L’un des plus récents exemples de participation de la CIA aux médias a été l’éviction de Michael Flynn, ancien conseiller à la sécurité nationale du président Donald Trump. Alors que pratiquement tous les grands médias se sont joints à l’hystérie pour pousser à la démission de Flynn, ce qui est en soi une raison suffisante pour suggérer une campagne coordonnée, il est également important de noter que les « fuites »concernant la conversation ont été initialement imprimées dans le Washington Post, un journal longtemps reconnu comme le « journal des fuites »de la CIA, comme il est montré dans cet article. En fait, c’est le procureur général suppléant laissé par l’administration Obama, Sally Q. Yates, qui a émis l’avertissement à l’administration Trump concernant les déclarations de Flynn et la conversation avec l’ambassadeur russe.

Pire encore, l’attaque contre Flynn a été lancée avant que Trump n’ait pris ses fonctions. Au cours des derniers jours de l’administration Obama, le directeur de la CIA, John Brennan et James Clapper, le directeur du Bureau du renseignement national, deux personnes ayant participé aux deux ridicules scandales d’« interférence russe dans les élections », sans pouvoir montrer aucune preuve, ont surveillé les conversations de Flynn en faisant valoir que sa nomination constituerait un risque potentiel pour la sécurité nationale et l’administration Trump. Comme le Washington Post lui-même l’a écrit,

Dans les derniers jours de l’administration Obama, James R. Clapper Jr., qui était le directeur du renseignement national, et John Brennan, le directeur de la CIA à l’époque, partageaient les préoccupations de Yates et ont souscrit à sa recommandation d’informer la Maison Blanche de Trump.
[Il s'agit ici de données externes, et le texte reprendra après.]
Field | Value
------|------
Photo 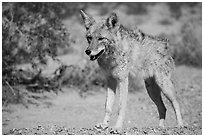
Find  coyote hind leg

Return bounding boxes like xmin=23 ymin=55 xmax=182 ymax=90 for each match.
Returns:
xmin=145 ymin=77 xmax=166 ymax=127
xmin=155 ymin=73 xmax=183 ymax=126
Ils craignaient que« Flynn se soit mis dans une position compromettante » et pensaient que Pence avait le droit de savoir qu’il avait été induit en erreur, selon l’un des fonctionnaires qui, comme d’autres, ont parlé sous couvert d’anonymat pour discuter des questions de renseignement.

Comme l’a souligné l’ancien député de l’Ohio, Dennis Kucinich, il est important de se rappeler qu’un appel téléphonique du nouveau conseiller à la Sécurité nationale du président élu des États-Unis a été « intercepté » par la communauté du renseignement puis distribué aux médias pour diffusion. C’est une pièce incroyablement importante du puzzle, démontrant que toute l’affaire fait clairement partie d’une opération de renseignement.

« Le cœur de cette affaire est un effort par certains dans la communauté du renseignement pour bloquer toute relation positive entre les États-Unis et la Russie, a déclaré Kucinich.

Il y a des gens qui tentent de séparer les États-Unis et la Russie pour que ce regroupement entre le renseignement, l’industrie et les militaires puisse s’enrichir », a-t-il ajouté.

Kucinich a également déclaré : « On assiste à une manigance à l’intérieur de la communauté du renseignement où certains veulent séparer les États-Unis de la Russie de manière à relancer la guerre froide.

 Ce qui se passe dans la communauté du renseignement avec ce nouveau président est sans précédent. Ils font tous les efforts pour le renverser. On ne sait plus où se trouve la vérité.

Il y a quelque chose de très mauvais dans la communauté du renseignement » a-t-il conclu.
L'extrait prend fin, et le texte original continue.